Many high-profile IPOs in India since 2021 have destroyed investor wealth due to overvaluation, weak business models, and post-listing disinterest, turning ₹1 lakh investments into as little as ₹3,500.

What if your investment worth ₹100,000 made in a particular initial public offer (IPO) five years ago is now worth ₹50,000? Or worse, just ₹3,500?
This brutal, but real, crash is the story of some very popular IPOs in India since 2021.

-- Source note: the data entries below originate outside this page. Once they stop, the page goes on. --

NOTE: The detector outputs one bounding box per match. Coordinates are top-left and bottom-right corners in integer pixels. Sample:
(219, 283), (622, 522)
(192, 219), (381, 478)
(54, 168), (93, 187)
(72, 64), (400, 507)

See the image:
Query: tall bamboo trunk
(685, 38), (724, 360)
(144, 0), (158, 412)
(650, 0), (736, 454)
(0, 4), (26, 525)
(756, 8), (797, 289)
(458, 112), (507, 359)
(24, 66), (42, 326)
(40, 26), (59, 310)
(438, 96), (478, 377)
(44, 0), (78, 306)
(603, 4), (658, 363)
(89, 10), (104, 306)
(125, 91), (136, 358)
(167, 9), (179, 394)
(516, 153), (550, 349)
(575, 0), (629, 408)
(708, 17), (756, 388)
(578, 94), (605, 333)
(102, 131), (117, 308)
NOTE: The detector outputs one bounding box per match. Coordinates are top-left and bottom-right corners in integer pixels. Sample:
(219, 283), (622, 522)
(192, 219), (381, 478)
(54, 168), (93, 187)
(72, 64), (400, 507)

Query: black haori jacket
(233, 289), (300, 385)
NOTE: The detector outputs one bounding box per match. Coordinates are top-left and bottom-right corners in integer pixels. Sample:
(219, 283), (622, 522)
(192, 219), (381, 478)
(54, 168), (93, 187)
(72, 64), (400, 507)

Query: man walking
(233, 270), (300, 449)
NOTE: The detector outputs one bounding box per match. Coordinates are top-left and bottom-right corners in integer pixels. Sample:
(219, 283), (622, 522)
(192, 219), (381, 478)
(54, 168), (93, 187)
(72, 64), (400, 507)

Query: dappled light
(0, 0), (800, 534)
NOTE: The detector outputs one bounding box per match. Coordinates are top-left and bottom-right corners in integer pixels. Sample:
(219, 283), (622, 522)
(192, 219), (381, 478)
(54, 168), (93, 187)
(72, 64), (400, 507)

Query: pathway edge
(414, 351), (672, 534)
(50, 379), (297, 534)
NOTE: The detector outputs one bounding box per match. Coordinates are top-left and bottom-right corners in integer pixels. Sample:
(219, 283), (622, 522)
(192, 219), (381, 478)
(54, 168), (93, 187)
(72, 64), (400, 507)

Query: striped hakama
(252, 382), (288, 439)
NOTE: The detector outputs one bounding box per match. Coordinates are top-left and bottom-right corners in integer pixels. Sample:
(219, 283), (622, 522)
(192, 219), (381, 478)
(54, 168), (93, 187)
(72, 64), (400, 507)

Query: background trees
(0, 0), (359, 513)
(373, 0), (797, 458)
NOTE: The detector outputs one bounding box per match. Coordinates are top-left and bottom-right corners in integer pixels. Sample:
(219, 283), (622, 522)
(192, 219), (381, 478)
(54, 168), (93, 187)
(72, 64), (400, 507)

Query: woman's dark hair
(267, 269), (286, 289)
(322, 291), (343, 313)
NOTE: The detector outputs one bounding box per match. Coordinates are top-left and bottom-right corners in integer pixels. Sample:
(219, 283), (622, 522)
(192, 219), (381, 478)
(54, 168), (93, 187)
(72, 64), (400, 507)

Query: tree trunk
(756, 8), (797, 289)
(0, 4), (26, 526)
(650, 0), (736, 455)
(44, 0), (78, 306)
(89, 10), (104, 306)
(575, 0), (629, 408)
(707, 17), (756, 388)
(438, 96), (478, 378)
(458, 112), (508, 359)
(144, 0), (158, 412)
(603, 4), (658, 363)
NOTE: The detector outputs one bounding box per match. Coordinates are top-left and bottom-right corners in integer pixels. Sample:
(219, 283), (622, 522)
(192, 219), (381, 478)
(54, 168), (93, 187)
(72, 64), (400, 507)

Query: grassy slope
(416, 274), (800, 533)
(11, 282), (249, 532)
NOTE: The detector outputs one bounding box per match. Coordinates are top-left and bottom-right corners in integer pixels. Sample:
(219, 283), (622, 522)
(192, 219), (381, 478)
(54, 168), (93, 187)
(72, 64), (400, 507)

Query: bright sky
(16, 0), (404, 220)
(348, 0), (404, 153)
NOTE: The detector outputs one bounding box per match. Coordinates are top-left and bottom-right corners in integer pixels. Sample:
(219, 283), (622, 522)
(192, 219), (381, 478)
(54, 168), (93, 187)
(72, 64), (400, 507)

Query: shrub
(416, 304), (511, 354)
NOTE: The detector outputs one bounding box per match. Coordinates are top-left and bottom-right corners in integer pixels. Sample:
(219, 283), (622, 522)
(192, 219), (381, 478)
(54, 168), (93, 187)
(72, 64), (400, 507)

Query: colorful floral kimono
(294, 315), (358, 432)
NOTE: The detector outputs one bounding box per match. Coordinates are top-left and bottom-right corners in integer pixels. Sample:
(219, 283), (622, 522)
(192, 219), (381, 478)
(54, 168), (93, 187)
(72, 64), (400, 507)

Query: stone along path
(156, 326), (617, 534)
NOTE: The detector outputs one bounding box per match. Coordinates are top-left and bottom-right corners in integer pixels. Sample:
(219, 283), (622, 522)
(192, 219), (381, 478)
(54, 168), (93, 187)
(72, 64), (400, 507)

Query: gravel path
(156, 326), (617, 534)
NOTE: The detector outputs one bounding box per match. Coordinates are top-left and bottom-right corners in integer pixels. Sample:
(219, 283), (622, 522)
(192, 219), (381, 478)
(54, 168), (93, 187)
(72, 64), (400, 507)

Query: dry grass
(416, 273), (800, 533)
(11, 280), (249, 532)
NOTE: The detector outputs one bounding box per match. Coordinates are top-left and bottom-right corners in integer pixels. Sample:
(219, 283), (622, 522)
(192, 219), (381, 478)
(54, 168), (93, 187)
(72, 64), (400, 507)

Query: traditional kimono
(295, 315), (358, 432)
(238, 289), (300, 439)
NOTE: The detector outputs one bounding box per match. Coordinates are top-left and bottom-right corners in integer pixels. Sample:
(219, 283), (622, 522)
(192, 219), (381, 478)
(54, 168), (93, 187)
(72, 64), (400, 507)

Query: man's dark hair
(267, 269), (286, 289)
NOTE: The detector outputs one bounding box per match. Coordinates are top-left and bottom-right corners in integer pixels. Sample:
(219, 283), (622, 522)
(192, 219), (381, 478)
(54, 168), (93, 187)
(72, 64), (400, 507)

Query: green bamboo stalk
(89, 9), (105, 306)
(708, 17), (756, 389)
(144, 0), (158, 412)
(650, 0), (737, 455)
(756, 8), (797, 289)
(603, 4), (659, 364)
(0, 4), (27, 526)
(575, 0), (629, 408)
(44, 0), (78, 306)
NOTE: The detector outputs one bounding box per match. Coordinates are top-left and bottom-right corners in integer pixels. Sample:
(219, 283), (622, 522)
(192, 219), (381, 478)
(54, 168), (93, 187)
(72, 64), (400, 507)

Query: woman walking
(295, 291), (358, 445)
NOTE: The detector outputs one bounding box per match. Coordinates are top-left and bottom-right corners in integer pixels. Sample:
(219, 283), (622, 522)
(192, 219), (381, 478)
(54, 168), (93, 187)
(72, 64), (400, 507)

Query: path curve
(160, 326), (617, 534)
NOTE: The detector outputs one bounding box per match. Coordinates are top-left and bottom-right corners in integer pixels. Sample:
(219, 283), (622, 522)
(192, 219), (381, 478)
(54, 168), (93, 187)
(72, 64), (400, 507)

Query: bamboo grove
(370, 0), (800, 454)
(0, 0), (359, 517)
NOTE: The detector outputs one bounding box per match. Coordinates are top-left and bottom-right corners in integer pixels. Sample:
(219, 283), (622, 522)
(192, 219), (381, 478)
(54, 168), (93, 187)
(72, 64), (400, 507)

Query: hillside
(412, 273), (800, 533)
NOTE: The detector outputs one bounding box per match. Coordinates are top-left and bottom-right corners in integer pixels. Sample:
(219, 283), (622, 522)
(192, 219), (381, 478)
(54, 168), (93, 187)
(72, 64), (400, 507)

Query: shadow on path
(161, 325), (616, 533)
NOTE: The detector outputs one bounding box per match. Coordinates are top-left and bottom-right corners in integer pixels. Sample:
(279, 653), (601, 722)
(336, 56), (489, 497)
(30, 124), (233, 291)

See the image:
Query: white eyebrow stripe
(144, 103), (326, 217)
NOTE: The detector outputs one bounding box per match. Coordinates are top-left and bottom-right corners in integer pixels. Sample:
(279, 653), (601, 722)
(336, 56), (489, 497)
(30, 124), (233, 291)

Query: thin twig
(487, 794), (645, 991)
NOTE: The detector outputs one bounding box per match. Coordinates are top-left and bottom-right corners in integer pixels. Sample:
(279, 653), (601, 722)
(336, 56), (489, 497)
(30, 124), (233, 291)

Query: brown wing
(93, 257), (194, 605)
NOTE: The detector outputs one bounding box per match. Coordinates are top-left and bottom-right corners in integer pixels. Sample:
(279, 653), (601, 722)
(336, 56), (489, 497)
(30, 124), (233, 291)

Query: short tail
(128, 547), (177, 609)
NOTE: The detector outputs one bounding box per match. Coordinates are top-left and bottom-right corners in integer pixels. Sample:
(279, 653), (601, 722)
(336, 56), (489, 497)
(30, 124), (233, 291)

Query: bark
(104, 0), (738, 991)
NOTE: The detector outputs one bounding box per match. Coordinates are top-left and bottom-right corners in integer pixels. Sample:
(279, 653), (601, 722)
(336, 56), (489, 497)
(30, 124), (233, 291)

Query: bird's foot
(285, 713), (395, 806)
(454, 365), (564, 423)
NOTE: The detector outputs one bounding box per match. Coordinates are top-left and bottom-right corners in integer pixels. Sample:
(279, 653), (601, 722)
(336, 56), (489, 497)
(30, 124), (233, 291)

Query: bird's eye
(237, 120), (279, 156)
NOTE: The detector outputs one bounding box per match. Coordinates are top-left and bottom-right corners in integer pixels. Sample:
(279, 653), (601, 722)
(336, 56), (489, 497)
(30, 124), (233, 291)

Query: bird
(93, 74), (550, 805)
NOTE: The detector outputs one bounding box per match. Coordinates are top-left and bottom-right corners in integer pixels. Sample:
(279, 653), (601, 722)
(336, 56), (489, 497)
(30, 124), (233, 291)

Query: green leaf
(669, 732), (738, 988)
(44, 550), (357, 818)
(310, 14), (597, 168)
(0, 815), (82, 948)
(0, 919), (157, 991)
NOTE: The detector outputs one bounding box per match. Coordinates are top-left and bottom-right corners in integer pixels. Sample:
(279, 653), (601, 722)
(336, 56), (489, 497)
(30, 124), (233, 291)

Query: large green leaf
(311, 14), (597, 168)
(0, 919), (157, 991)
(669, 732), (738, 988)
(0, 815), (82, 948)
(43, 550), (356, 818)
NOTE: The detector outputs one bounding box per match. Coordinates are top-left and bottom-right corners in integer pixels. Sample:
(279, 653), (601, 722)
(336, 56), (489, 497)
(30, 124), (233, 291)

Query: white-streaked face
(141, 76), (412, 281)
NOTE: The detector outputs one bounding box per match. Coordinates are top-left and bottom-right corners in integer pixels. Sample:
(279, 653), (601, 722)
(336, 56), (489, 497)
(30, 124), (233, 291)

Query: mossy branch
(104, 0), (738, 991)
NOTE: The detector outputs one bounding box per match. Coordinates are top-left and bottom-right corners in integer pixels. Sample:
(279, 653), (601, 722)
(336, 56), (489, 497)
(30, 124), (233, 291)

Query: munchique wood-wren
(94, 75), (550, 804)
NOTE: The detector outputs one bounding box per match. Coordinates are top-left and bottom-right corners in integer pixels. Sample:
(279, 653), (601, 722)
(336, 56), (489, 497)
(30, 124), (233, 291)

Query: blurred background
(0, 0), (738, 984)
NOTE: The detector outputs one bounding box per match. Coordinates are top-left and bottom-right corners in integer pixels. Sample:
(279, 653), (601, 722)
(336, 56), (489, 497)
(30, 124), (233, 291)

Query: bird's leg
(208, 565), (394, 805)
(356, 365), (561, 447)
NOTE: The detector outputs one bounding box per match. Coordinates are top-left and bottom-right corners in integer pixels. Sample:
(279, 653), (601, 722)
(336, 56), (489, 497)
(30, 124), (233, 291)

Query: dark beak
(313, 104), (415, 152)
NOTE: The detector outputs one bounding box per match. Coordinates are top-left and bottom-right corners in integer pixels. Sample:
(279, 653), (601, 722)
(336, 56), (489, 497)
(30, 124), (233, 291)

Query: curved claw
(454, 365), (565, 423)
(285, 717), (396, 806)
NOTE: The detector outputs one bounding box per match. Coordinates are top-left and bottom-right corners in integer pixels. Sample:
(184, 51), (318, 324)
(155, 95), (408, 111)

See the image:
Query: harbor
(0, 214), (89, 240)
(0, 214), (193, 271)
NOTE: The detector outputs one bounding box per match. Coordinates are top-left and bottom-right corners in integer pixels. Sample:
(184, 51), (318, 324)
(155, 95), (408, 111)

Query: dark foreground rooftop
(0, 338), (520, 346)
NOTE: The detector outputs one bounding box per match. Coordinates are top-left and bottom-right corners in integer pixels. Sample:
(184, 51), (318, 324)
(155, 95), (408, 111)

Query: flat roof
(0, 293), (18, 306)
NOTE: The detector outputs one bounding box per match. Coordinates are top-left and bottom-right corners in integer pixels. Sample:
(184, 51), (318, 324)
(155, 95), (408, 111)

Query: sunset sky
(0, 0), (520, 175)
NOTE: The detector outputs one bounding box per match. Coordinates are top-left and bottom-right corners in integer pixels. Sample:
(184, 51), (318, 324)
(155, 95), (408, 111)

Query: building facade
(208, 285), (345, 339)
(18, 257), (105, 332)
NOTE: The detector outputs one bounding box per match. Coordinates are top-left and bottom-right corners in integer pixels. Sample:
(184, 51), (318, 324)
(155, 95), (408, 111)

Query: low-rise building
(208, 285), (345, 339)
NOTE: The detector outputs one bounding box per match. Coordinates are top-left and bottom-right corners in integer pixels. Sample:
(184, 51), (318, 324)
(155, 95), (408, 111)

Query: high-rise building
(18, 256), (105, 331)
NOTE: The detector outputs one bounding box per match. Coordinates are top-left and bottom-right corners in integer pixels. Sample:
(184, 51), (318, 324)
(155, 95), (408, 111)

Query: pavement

According to analysts, overvaluation at listing, driven by pre-IPO hype, weak business models with unsustainable margins, unrealistic growth projections, regulatory shocks (Paytm, Star Health), and limited post-listing investor appetite were some of the common reasons that these IPOs failed to enthuse markets post listing.
Of the 280 IPOs that have debuted on Dalal Street since 2021, 15 are trading over 50 per cent below their issue price.
One in every four IPO issued since 2021 currently trades at over 10 per cent discount to its IPO issue price, data shows.
The top 6 IPOs that have turned out to be wealth destroyers for investors over the past five years include AGS Transact Technologies, Popular Vehicles & Services, One 97 Communications (Paytm), Fino Payments Bank, Star Health & Allied Insurance Company, and Dreamfolks Services.
On average, the overall/retail subscription in these IPOs stood at 11.8 times, and 9.4 times, respectively.
Of these, AGR Transact Technologies share price has crashed 97 per cent over its IPO price.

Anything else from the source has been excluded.